In merito alla questione si è espressa Silvia Zanetti, candidata al Consiglio Provinciale per Civica Trentina e portavoce di Trento città sicura, che ha rilasciato alcune dichiarazioni provocatorie al centrosinistra trentino.

Silvia Zanetti attraverso una nota ha dichiarato: “Il centrosinistra si sveglia solo ora. A ridosso delle Provinciali. La giunta provinciale, come emerso nella mattinata di ieri sulla stampa locale, codifica ora le cause del degrado urbano con precisione, assegnando poi ai comuni dei contributi per attuare progetti anti degrado. Guarda caso proprio a ridosso delle Provinciali.”

Proseguendo la candidata di Civica Trentina ha rincarato: “Ritengo che tale tipo di intervento, come più volte da noi segnalato, fosse necessario almeno a partire dal 2013 (inizio dell’attuale legislatura, peraltro) quando con il Comitato, di cui sono portavoce, segnalammo i problemi legati a Piazza Dante (spaccio urine nel parco giochi siringhe consumo alcolici) ed all’accattonaggio in città. Sono convinta che il senso di insicurezza in città non si possa arginare stanziando 470.000 euro per progetti di varia natura (tra cui pulizia murales e sistemazione di interi palazzi).”

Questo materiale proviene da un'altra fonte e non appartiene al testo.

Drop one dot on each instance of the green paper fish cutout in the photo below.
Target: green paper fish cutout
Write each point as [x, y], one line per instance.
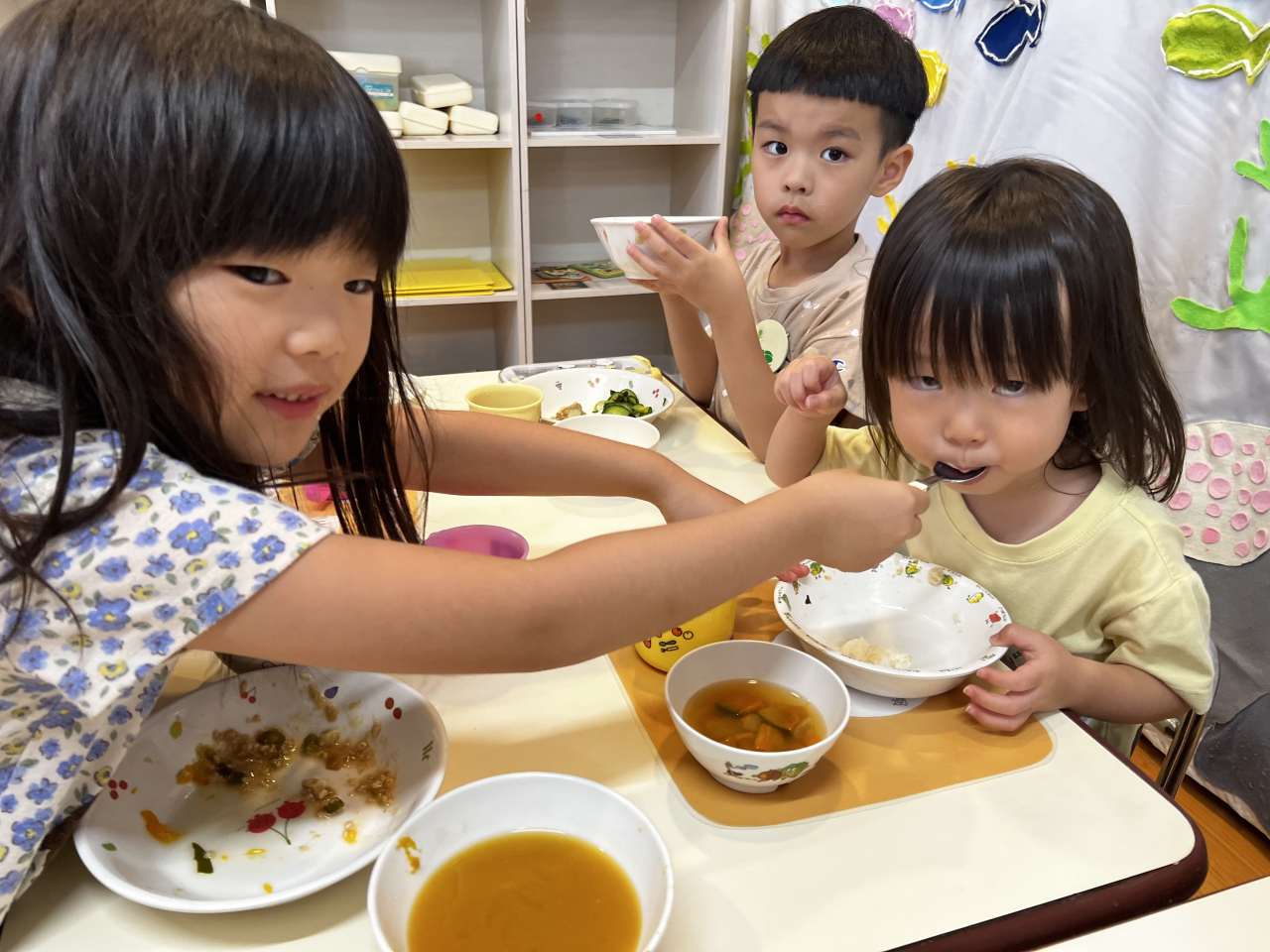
[1250, 309]
[1209, 41]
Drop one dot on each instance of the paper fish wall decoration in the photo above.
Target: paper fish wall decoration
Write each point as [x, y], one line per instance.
[1209, 42]
[1011, 30]
[937, 72]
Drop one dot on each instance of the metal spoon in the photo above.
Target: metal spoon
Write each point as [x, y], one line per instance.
[945, 474]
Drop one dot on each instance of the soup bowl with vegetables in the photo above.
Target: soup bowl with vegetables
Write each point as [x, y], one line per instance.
[521, 862]
[592, 390]
[756, 715]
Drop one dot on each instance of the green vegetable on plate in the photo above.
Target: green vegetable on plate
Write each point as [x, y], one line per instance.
[622, 403]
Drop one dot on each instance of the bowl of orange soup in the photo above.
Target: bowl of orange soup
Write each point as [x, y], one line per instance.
[756, 715]
[520, 862]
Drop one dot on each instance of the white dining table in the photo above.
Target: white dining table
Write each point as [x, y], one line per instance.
[864, 880]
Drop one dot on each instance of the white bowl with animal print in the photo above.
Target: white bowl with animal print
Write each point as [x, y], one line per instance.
[616, 234]
[218, 848]
[903, 606]
[756, 771]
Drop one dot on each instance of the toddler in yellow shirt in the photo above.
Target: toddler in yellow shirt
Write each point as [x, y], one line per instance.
[1003, 336]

Silvia Zanetti ha concluso il suo intervento ricordando come sia necessario aumentare la presenza delle forze dell’ordine sul territorio anche attraverso lo stanziamento di fondi ad hoc, per evitare che la questione del degrado cittadino rimanga solamente un argomento da usare in sede di campagna elettorale ma diventi una vera priorità per l’amministrazione comunale.